One not to miss experience when traveling to Juneau is visiting the Juneau Icefield. The fifth-largest icefield in the Western Hemisphere at 3,900 square kilometers (1,500 square miles), it’s home to over 140 interconnected glaciers. This is where you’ll find Juneau’s most popular tourist attraction, Mendenhall Glacier, a 12-mile (19-kilometer) long drive-in glacier.
There are many ways to explore the Juneau Icefield and Mendenhall Glacier, some of which include a whale watching cruise, kayaking, a rafting tour, and trekking on and/or around the glacier. Another popular glacier to visit in the Juneau Icefield is Taku Glacier, touted as the world’s deepest and thickest glacier at 4,845 feet (1,477 meters) thick, which is also possible to hike on.

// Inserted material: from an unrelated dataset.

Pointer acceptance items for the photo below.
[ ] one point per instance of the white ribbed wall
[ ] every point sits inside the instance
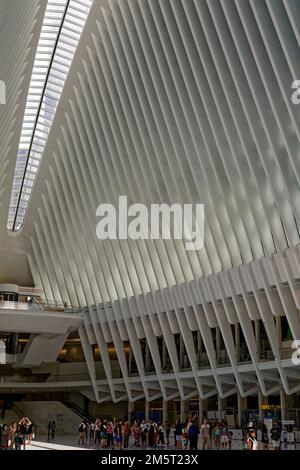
(177, 101)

A great way to explore the Juneau Icefield is via an aerial tour, as it provides your best chance at seeing the many glaciers at once. Most of the icefield is located within the lush Tongass National Forest, allowing you to experience two major Alaska attractions at once.
Keep in mind, the Juneau Icefield has been retreating since the year 1700. The Juneau Icefield Research Program monitors the issue. Although it would take a long time for the glaciers to completely disappear, it’s a good idea to visit soon while they’re at their largest and most beautiful.

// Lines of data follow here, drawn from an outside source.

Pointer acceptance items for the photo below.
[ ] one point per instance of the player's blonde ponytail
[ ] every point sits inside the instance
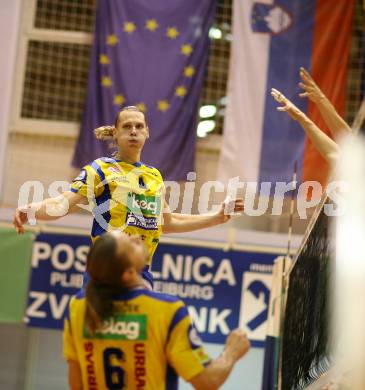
(104, 132)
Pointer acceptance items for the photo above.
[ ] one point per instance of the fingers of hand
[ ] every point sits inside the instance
(304, 74)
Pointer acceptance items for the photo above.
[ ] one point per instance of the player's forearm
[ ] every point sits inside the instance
(182, 223)
(215, 374)
(323, 143)
(50, 209)
(333, 120)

The Juneau Icefield is located less than 15 minutes from downtown Juneau, running from the Taku River inlet to Skagway. Experience it by booking a tour with a knowledgeable guide or taking a drive for yourself. Keep in mind if you’re not on a tour and are viewing the glaciers from the road it’s best to go in the evening, as this is when the cruise ships and tourists have left.